HBO Developing A Scripted Series About Elon Musk's SpaceX
HBO is about to add Elon Musk to the premium cable channel's iconic roster of characters.
A new report says that a SpaceX limited series is currently in development at HBO, centering on Musk's space exploration company, and Star Trek Beyond co-writer Doug Jung will serve as a writer and executive producer of the scripted SpaceX show.
Tech genius Elon Musk has an abrasive, flamboyant, bombastic personality – with the successes and failures he's had at companies like SpaceX and Tesla, he's exactly the type of person I'd gladly watch an in-depth documentary about. But despite having a robust documentary branch dedicated to making top-tier docs, HBO is choosing to take the scripted route here and develop a limited series about SpaceX. Variety describes the show like this:
It will document how Musk, in pursuit of his lifelong dream to make humankind a multi-planetary species, handpicks a team of engineers to work on a remote Pacific Island where they build, and launch, the first SpaceX rocket into orbit. It spurred a new era of privately funded space exploration, culminating in the first manned Space X launch of the Falcon 9 on May 30, 2020.
Elon Musk: Tesla, SpaceX, and the Quest for a Fantastic Future, the 2015 book by author Ashlee Vance, will serve as the inspiration for the series. Doug Jung, who created the TNT series Dark Blue and has writing credits on Mindhunter, Banshee, and more space-oriented fare like Star Trek Beyond and The Cloverfield Paradox, is on board as the chief creative voice bringing the show to life. Channing Tatum will executive produce with his Free Association production company colleagues Reid Carolin and Peter Kiernan, while Vance and former HBO Films president Len Amato will also produce.

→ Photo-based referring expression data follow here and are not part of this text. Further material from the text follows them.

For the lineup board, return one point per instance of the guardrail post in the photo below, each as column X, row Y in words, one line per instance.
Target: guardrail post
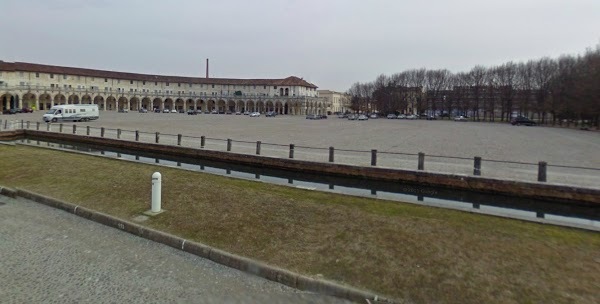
column 477, row 166
column 373, row 157
column 542, row 171
column 421, row 165
column 331, row 151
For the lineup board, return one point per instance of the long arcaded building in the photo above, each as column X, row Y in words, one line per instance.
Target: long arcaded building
column 39, row 86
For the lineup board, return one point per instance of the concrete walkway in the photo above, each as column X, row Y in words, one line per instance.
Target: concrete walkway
column 51, row 256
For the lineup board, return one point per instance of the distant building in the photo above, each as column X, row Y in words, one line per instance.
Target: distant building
column 336, row 102
column 41, row 86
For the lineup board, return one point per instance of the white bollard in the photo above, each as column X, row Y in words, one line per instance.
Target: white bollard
column 156, row 189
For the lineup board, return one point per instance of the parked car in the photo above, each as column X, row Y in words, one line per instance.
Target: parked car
column 9, row 111
column 522, row 120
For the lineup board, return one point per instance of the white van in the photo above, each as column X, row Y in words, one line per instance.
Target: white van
column 74, row 112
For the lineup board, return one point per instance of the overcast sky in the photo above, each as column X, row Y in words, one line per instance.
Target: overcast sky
column 331, row 43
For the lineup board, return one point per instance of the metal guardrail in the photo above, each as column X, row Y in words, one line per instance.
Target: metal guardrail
column 477, row 166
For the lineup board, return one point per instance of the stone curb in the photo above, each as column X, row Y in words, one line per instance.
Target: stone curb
column 268, row 272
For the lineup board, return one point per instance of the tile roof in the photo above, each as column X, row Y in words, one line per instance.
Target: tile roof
column 42, row 68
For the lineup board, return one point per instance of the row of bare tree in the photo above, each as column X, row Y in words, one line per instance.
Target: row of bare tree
column 548, row 90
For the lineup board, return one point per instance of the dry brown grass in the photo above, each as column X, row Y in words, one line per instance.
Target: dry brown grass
column 409, row 252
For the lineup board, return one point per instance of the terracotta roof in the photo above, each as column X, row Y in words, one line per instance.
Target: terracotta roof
column 42, row 68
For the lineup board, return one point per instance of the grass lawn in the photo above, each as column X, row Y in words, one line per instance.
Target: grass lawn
column 408, row 252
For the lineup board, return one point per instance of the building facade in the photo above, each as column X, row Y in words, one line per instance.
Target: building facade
column 37, row 86
column 336, row 102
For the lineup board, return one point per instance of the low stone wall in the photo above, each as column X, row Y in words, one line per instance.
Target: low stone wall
column 459, row 182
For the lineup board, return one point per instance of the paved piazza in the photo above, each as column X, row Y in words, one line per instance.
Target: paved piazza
column 491, row 141
column 51, row 256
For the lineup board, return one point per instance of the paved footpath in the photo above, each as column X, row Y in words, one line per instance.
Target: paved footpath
column 51, row 256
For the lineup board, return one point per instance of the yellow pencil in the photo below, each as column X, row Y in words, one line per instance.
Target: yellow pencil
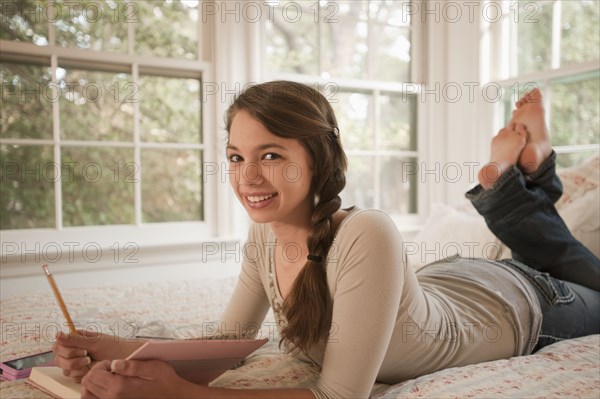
column 60, row 301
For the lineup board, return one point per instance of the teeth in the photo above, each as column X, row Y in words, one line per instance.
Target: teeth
column 259, row 198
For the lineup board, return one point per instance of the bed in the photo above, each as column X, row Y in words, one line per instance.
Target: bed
column 185, row 309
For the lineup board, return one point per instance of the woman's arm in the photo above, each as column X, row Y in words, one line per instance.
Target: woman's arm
column 155, row 379
column 369, row 272
column 249, row 303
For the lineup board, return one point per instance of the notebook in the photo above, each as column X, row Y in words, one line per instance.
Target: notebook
column 199, row 361
column 52, row 381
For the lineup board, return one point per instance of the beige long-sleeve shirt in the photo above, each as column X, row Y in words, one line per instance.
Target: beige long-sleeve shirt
column 389, row 323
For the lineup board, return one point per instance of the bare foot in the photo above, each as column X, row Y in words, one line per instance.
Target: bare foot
column 530, row 112
column 507, row 147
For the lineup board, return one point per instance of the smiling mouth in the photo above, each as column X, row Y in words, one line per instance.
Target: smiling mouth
column 255, row 199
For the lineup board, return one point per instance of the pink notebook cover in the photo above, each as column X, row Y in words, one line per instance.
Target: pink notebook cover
column 199, row 361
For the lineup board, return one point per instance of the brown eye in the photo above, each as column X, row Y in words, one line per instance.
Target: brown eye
column 271, row 156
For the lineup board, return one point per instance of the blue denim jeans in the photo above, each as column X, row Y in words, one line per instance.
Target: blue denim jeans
column 520, row 211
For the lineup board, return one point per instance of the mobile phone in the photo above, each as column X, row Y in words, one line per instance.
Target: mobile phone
column 21, row 367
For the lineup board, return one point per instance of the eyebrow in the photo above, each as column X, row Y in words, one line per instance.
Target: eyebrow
column 260, row 147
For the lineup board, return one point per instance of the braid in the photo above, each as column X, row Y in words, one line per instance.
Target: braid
column 293, row 110
column 307, row 307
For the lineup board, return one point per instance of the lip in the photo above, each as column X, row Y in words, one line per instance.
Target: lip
column 260, row 204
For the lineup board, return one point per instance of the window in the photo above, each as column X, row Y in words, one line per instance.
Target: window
column 554, row 45
column 358, row 53
column 102, row 116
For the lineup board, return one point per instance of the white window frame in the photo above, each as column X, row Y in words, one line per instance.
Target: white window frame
column 409, row 223
column 35, row 245
column 501, row 67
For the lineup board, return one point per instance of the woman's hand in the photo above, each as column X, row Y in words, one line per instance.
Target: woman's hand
column 75, row 354
column 136, row 379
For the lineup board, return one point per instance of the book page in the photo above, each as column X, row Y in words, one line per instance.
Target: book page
column 52, row 381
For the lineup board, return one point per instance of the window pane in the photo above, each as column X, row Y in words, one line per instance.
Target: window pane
column 98, row 186
column 398, row 122
column 96, row 105
column 28, row 175
column 292, row 38
column 171, row 185
column 92, row 24
column 400, row 183
column 353, row 112
column 26, row 101
column 359, row 190
column 25, row 21
column 389, row 44
column 170, row 110
column 575, row 110
column 167, row 28
column 534, row 36
column 580, row 39
column 345, row 43
column 568, row 160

Variety says Musk "is not attached to the show at this time". Personally, I'd much rather watch a documentary about the real guy, showcasing all of his missteps and achievements in all of their complexity, than to see a scripted series which could end up lionizing a guy who has publicly said and done some pretty questionable things (among many ignorant tweets, he downplayed the coronavirus pandemic, suggested that social distancing should be ignored, and claimed that there would be "probably close to zero new cases in US too by end of April"). It's the Wolf of Wall Street all over again: sure, the story may be interesting, but by telling it right now, it may result in the controversial subject getting a boost that may give some viewers pause.